L’islam fit cependant bien plus que définir l’Europe d’un point de vue géographique. Denis Hay, un historien britannique, a expliqué dans Europe : La naissance d’une idée (1957), un livre brillant quoique obscur, que l’unité européenne avait commencé avec le concept (illustré par la Chanson de Roland) d’une chrétienté en « opposition inévitable » à l’islam – concept qui trouva son point culminant dans les Croisades. L’universitaire Edward Said développa ce point, écrivant dans son livre Orientalisme (1978) que l’islam avait défini l’Europe sur un plan culturel, en montrant à l’Europe à quoi elle s’opposait. L’identité même de l’Europe, en d’autres termes, fut construite pour une bonne part sur un sentiment de supériorité envers le monde arabo-musulman situé à sa périphérie.

[…]

L’islam aide maintenant à défaire ce qu’elle a autrefois aidé à créer. […] Aujourd’hui, des centaines de milliers de musulmans qui n’ont aucune envie de devenir chrétiens s’infiltrent dans des États européens à l’économie stagnante, menaçant d’ébranler la fragile paix sociale. Bien que les élites européennes aient utilisé pendant des décennies une rhétorique idéaliste pour nier les forces religieuses et ethniques, ce furent ces mêmes forces qui ont assuré aux États européens leur cohésion interne.

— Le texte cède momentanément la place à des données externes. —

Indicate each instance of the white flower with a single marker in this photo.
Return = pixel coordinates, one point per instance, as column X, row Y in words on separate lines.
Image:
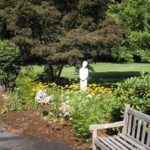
column 42, row 98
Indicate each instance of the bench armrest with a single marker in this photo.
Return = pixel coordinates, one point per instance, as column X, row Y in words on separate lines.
column 106, row 126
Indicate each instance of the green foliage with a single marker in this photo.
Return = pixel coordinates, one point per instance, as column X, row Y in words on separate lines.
column 134, row 91
column 26, row 87
column 12, row 103
column 9, row 63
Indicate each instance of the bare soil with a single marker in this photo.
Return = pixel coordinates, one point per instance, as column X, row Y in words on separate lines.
column 30, row 123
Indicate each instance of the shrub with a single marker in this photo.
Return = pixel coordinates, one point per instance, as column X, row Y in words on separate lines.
column 9, row 63
column 134, row 91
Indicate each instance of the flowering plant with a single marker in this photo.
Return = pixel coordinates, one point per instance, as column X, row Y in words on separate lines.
column 42, row 98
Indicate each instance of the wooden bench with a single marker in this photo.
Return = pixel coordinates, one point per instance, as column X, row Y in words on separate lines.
column 135, row 134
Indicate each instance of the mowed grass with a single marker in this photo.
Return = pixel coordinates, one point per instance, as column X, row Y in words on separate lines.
column 109, row 72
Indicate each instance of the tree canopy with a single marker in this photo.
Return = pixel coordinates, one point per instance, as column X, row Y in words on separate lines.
column 65, row 32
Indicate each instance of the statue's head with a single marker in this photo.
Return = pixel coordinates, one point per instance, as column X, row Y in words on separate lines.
column 84, row 64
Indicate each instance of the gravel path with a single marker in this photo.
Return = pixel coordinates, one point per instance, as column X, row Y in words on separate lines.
column 11, row 141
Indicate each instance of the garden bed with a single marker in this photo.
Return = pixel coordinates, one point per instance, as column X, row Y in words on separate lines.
column 30, row 123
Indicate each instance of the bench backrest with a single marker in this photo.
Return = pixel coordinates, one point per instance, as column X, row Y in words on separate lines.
column 137, row 126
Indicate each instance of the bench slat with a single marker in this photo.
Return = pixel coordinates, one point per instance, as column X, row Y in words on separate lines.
column 139, row 115
column 100, row 144
column 131, row 141
column 117, row 143
column 111, row 143
column 125, row 143
column 134, row 126
column 138, row 129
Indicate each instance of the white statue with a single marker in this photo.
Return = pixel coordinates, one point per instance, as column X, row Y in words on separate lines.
column 83, row 73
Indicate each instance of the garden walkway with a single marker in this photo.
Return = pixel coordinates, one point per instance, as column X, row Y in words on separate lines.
column 12, row 141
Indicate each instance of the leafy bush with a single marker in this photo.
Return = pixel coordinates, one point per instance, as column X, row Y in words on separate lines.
column 9, row 63
column 26, row 86
column 134, row 91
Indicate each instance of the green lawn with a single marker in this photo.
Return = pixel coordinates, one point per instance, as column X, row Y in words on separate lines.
column 109, row 72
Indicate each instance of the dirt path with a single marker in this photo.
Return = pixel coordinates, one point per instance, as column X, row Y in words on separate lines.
column 31, row 124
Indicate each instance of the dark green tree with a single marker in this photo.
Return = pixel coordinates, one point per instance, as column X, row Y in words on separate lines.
column 58, row 32
column 9, row 63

En attendant, les nouvelles migrations, entraînées par la guerre et l’effondrement des États, effacent la distinction entre les centres impériaux et leurs anciennes colonies. […] L’Europe a répondu en reconstruisant artificiellement des identités culturelles nationales à l’extrême droite et à l’extrême gauche, pour répondre à la menace venant de la civilisation qu’elle dominait autrefois.

[…] Tout comme au XIXe siècle il n’y avait pas de retour possible au féodalisme, il n’y a pas maintenant de retour en arrière vers le nationalisme, sauf à courir à la catastrophe.

[…]

L’Europe doit maintenant trouver une autre voie pour intégrer de façon dynamique le monde de l’islam sans renoncer à son attachement pour le système de l’État de droit qui a pris naissance dans l’Europe du Nord […] Si elle ne peut pas évoluer dans la direction de valeurs universelles, ne restera que la folie des idéologies et des nationalismes grossiers pour remplir le vide. Cela signifierait la fin de « l’Occident » en Europe.